Building the Next Layer: Coding Flow

The PM layer is working. Fifteen projects, one agent, zero dropped balls. But project management is only half the equation. Knowing what to work on doesn't help if switching between projects still means twenty minutes of orientation before you can write a line of code.

So now we're building additional capabilities to enable better coding flow across those projects. The idea is to extend OpenClaw's awareness from "what needs to happen" into "here's the exact context you need to start working on it right now." Architecture decisions, recent patterns, open pull requests, relevant test coverage, the state of the branch you left mid-thought three days ago.

When you're moving between fifteen codebases, the context switch tax is real. The goal is to eliminate it — to make sitting down on any project feel like you never left, because the system has already assembled everything you need and is ready to hand it to you.

The PM layer tells me what to work on. The coding flow layer will tell me exactly where I left off and what the code needs next. Together, they're a complete replacement for the team I never hired.

Why This Beats Everything Else

Traditional PM tools like Jira and Asana are databases with dashboards. They store data and display it. They don't reason about it, they don't proactively surface insights, and they don't draft your status updates.

AI-native tools like Linear's AI features are impressive but constrained — walled gardens tied to a single platform's data, with limited model choice and no ability to operate autonomously across your entire toolchain.

General-purpose AI assistants lack persistence, can't take actions, and forget everything between sessions. You're burning tokens just to get the agent back up to speed.

This system is different because it combines autonomous operation with full integration, persistent context, and local control. OpenClaw provides the runtime. Opus provides the reasoning. The custom layer encodes my actual workflow instead of forcing me into someone else's methodology. And it runs on my machine, with my data, under my control.

The Compound Effect

When OpenClaw writes a standup today, that standup becomes context for tomorrow's journal. Tomorrow's journal informs next week's milestone review. The institutional knowledge doesn't decay. It stacks. Every day the system knows more about my projects, my patterns, and my priorities than it did the day before.

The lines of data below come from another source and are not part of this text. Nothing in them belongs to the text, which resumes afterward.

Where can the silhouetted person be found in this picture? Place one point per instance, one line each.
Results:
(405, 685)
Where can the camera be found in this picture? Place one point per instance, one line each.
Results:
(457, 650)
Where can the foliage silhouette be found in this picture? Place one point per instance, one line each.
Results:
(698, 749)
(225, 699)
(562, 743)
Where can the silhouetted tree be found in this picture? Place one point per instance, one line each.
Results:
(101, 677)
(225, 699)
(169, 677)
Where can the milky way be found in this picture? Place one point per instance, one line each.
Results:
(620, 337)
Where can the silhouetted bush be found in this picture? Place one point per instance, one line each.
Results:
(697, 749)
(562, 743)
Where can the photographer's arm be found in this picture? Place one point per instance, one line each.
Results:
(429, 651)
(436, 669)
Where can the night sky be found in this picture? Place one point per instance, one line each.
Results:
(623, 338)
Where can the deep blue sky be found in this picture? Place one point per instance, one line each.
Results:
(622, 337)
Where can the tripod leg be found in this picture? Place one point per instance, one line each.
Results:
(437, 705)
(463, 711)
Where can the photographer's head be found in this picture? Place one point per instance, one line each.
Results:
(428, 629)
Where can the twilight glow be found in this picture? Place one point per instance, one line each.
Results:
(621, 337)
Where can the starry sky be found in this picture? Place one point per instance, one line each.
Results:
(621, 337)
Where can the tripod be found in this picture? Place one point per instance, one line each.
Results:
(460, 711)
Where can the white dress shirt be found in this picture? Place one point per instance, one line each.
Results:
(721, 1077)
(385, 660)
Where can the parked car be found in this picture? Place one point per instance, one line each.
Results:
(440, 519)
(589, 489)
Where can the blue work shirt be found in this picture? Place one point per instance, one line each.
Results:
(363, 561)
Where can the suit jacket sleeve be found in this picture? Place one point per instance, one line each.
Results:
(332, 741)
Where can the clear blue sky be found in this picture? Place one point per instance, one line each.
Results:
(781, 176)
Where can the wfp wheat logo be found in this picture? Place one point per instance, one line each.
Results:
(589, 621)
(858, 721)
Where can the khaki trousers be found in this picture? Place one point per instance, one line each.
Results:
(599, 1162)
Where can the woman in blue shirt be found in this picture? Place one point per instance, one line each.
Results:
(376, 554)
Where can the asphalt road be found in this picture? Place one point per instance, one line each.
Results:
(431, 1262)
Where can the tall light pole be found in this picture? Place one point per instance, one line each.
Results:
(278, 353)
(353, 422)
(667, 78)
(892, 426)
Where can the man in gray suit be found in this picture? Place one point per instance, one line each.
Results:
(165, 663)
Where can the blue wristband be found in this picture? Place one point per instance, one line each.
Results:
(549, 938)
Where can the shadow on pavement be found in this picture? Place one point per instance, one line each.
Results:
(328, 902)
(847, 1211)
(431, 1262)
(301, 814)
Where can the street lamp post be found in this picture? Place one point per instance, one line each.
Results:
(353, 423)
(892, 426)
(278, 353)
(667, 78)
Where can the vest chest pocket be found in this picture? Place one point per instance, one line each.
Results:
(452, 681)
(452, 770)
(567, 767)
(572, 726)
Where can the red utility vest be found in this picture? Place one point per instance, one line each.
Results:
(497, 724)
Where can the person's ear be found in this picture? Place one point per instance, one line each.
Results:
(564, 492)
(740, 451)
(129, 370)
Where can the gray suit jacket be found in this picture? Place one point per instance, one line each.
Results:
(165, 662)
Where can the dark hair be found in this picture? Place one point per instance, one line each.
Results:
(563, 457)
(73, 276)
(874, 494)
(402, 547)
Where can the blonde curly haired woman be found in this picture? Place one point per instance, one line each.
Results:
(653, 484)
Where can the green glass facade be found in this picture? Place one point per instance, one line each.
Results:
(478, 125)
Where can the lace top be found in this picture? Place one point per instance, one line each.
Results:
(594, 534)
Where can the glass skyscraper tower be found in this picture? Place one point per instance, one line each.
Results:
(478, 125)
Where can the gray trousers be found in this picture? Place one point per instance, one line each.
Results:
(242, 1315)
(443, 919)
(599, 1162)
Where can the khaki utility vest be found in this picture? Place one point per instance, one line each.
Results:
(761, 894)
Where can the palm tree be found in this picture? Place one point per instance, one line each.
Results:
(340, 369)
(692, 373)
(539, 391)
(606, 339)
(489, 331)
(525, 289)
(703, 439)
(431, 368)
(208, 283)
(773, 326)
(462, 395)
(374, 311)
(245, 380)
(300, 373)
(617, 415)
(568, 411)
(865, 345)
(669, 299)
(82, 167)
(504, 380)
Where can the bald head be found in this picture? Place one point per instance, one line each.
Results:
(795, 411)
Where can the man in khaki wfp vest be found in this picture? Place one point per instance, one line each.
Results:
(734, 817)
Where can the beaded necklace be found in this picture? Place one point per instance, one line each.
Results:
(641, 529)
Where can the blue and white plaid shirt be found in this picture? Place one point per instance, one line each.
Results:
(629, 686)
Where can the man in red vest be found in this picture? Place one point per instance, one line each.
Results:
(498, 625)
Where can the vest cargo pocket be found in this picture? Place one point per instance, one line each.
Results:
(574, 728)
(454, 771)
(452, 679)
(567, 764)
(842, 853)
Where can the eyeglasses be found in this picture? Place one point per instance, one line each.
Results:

Fifteen projects used to mean fifteen context switches, fifteen mental models to reconstruct, fifteen sets of priorities competing for the same limited attention. Now it means one standup, one brief, one clear picture of what matters today.

The future of project management isn't a better dashboard. It's a better brain. One that never takes a day off, never loses context, and gets measurably better every week.

I'm not managing fifteen projects through heroic effort or obsessive discipline. I'm managing them because OpenClaw does the work of an entire PM team, and all I have to do is show up to our morning standup and start building.